At that point, in 1982, the cleanup stopped. The Chalk River site was full, and the federal government could find no other willing host. The partial meltdown of the tmi-2 reactor at Three Mile Island near Harrisburg, Pennsylvania, in March 1979 had caused storms of protest, sent a chill through the nuclear industry, and made the issue of nuclear waste storage highly contentious. In Port Hope, contaminants that had already been excavated were simply left — some in tarp-covered piles around town, others fenced off in dumps and ravines — and considerable waste remained in the ground and trapped in the harbour’s sediment.
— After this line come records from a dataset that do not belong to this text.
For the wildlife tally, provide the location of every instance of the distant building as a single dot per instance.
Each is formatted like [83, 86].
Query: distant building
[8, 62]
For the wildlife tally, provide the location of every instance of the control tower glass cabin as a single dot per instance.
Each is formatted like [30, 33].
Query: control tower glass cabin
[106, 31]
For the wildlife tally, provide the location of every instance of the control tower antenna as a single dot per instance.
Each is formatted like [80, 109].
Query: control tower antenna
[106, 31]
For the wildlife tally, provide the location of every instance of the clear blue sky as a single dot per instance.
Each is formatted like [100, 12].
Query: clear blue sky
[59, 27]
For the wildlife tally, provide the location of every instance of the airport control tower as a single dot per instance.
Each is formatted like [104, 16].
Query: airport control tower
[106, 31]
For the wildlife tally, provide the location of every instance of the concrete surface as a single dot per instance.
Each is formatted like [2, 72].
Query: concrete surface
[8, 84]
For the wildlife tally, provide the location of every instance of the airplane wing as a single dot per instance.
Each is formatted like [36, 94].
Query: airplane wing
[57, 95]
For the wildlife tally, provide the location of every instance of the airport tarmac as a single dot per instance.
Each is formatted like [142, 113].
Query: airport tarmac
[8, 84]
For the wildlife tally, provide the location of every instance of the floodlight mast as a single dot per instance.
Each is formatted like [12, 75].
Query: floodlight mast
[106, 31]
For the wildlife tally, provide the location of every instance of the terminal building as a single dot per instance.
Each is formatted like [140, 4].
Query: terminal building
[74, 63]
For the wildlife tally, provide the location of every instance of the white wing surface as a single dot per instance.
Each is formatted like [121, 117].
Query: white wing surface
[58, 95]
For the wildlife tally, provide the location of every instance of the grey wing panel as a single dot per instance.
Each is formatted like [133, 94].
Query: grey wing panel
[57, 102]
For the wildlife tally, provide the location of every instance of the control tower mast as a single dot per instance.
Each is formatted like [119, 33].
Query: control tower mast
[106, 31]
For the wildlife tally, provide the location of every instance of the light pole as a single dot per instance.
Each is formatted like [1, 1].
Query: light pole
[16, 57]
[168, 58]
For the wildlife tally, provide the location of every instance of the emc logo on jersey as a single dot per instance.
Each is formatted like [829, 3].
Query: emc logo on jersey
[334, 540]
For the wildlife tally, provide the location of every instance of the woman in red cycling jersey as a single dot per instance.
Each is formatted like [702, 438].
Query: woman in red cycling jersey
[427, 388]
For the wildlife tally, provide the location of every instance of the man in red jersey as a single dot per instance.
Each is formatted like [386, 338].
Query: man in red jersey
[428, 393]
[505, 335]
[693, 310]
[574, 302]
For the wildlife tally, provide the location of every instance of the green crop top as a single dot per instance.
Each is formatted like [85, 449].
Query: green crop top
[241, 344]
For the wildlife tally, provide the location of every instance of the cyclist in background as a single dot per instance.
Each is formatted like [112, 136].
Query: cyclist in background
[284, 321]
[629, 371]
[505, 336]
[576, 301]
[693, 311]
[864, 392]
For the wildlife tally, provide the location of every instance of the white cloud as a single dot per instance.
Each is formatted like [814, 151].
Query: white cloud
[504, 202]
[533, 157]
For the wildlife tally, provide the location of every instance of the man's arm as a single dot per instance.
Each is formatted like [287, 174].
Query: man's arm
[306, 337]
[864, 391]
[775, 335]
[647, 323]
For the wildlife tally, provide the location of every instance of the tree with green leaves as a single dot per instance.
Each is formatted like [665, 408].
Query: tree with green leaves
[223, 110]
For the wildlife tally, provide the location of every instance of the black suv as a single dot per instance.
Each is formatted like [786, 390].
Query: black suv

For nearly twenty years, nothing happened — the stasis and problems afflicting the nuclear industry no doubt compounded by the 1986 explosion at Chernobyl in Soviet Ukraine, the subsequent evacuation, and general unease about nuclear power generation (and waste) through the 1990s. Then, in 2001, after the federal government and Port Hope reached an agreement for the waste to be stored locally, aecl’s Low Level Radioactive Waste Management Office (llrwmo) began working on criteria for a long-term waste management facility. The process and subsequent development is being overseen by the Canadian Nuclear Safety Commission (cnsc), the federally appointed nuclear industry watchdog; Natural Resources Canada; and Fisheries and Oceans Canada. The $260-million undertaking — one of the largest such projects in the world — is expected to start in 2009. Over the following seven years, nearly 1.4 million cubic metres of contaminated soil will be dug up and transported to relative safety. According to Glenn Case, a branch manager at the llrwmo, the stigma that has hung over Port Hope for so long will be eliminated. “It’s an honourable legacy,” he says.
Not everybody is so sanguine, however. While welcoming the move, critics maintain that there will still be over 2 million cubic metres of contaminated soil in and around Port Hope after the cleanup.